Ableton Live 6 - Have it your way with Live’s mixer
By Craig Anderton | Thu,11 Oct 2007
Steps
- To change channel width, click on the line to the right of the track name; the cursor turns into a bracket. Drag left to decrease width, right to increase. To change channel height, click on the splitter line above an audio channel’s fader (or a MIDI channel’s meter). The cursor turns into a double arrow. Drag up to raise the height, drag down to lower. When set to its narrowest width and height (as shown), all you see is a short fader and three buttons (channel active/inactive, solo, and record).
- Making the channel strip one step “wider” reveals the pan control (the numeric field to the fader’s left).
- Widening the channel strip further shows a channel peak indicator, which turns chartreuse to indicate when an overload has occurred. Click on the overload indicator to reset it.

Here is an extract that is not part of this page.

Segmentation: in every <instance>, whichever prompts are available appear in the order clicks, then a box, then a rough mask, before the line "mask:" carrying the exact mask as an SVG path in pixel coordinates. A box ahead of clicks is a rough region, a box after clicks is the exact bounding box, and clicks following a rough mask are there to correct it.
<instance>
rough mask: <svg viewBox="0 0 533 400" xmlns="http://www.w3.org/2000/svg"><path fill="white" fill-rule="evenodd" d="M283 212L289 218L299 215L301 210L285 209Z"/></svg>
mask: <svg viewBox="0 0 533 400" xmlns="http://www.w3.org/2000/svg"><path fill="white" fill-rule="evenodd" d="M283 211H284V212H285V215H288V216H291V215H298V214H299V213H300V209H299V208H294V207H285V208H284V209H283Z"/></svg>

- Dragging the channel to its maximum height extends the height of the fader and meter — good for precise level adjustments.
- Increasing a channel’s width after increasing its height shows a numeric value in the peak indicator. This indicates how much the track’s highest peak is above, or below, 0. Also, a rectangular field opens up to show a numeric value for the fader setting.
- Widening the channel even more turns the pan field into a knob; rotating the knob displays its numeric value in the lower left part of the status bar.
- Extending the width further shows meter/fader calibrations.
- Use the buttons toward the mixer’s lower right to show/hide various sections (sends, delay, crossfader, etc.).
Tips
- The narrow width in step 1 allows parsing level/pan settings quickly, and lets you fit lots of tracks on the screen.
- Changing width also affects the send controls. With a strip at its narrowest, the send controls aren’t visible. Increasing the width shows the sends as fields with numericals, and increasing further turns the fields into controls.
- When the overload indicator circle is white, the signal has not gone above 0 for that channel since playback began.